My top pick for tips on how to catch cheating is this book by Sarah Paul

Getting Over An Affair - There Is No Easy Answer

Getting over an affair is a very stressful period in your life. You may actually wonder if you will ever get over it, but you will, one way or another. Once you discover that your partner has been unfaithful, you will feel a sense of loss - the loss of trust between you, a loss of love and a loss of your sense of self-worth. You will probably think that you did something wrong and quite often an affair does not have anything to do with the actions of the betrayed partner. Therefore, you need to put some space between you so that you can grieve. A grieving period is necessary in order to take the steps needed to move on.

First you have to reflect on your relationship and decide if it is worth saving. Think about how you feel about your partner and if there is still love there that can help salvage what you once had. This involves having a discussion with your cheating partner to discuss the reasons for the affair and why he/she allowed it to continue for the length of time it did. Once all this is out bin the open then you can discuss how you feel about each other.

The partner that was unfaithful has to make a sincere apology. You may be doubtful about this sincerity if you caught him/her in the act because it may be an apology for getting caught. If your partner admits the affair before you actually find out or before your suspicions are confirmed, you may feel better about the sincerity of the apology, especially if he/she says that the affair is already over. There have to be sincere promises that it won’t happen again. Even with these promises, it will take you time to get over the feeling of betrayal and it will take you time to trust your partner again.

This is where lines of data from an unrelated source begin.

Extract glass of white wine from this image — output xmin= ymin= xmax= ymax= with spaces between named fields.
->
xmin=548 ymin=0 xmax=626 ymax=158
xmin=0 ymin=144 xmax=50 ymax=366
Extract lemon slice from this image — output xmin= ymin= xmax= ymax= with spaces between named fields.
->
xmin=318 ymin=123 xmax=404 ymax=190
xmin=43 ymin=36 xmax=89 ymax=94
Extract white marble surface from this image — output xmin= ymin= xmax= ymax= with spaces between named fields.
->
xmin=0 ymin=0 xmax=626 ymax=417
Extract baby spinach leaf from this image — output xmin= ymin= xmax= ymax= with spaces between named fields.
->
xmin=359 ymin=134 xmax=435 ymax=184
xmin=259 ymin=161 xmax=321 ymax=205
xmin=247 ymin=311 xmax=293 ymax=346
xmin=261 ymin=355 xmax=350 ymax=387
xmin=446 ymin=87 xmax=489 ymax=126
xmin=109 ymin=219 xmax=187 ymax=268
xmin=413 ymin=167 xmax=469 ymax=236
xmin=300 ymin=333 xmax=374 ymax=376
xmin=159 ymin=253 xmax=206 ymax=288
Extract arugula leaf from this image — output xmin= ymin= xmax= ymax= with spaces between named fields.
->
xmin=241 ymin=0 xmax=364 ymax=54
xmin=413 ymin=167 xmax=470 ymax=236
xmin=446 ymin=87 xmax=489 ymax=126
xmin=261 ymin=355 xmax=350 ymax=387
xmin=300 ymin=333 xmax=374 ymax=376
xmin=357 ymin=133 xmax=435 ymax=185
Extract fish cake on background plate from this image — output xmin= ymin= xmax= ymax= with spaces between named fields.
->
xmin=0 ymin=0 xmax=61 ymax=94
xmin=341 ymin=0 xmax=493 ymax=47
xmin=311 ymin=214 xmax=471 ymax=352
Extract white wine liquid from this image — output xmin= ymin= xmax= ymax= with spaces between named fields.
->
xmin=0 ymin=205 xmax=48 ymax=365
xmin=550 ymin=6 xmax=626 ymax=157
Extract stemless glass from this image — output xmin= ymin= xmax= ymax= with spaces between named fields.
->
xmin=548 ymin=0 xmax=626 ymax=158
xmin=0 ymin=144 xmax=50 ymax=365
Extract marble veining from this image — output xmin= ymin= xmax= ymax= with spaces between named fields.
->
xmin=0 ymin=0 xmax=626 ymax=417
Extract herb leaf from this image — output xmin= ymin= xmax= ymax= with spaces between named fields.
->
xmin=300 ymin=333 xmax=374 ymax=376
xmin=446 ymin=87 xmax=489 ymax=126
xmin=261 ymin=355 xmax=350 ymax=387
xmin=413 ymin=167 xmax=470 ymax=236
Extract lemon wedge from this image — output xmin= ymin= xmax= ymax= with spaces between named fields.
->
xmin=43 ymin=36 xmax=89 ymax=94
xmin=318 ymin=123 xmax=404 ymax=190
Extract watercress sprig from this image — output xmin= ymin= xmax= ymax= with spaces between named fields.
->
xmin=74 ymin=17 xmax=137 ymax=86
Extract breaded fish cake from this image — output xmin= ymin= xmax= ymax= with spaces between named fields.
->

You do have to let your feelings out - cry, rant, get angry. A release of feelings is necessary for the healing process to begin. Even though you may feel hurt and devastated, you do need to make sure you do not hurl accusations about other things or say things that you will later be sorry for saying. Once the words are out of your mouth, you cannot take them back. However, both of you need to let your frustrations out.

You do need to let your partner know that from now on there are boundaries for his actions. Let him/her know what you will and will not accept. If your partner is serious about mending the breach caused by the affair, he/she will agree to whatever terms you set, provided they are reasonable. You should not try to control your partner too much or you will drive him/her away forever. Above all, give yourself time. Don’t act in haste or do anything rash. Think about what brought you together and the love you once shared. This will help you get through the experience.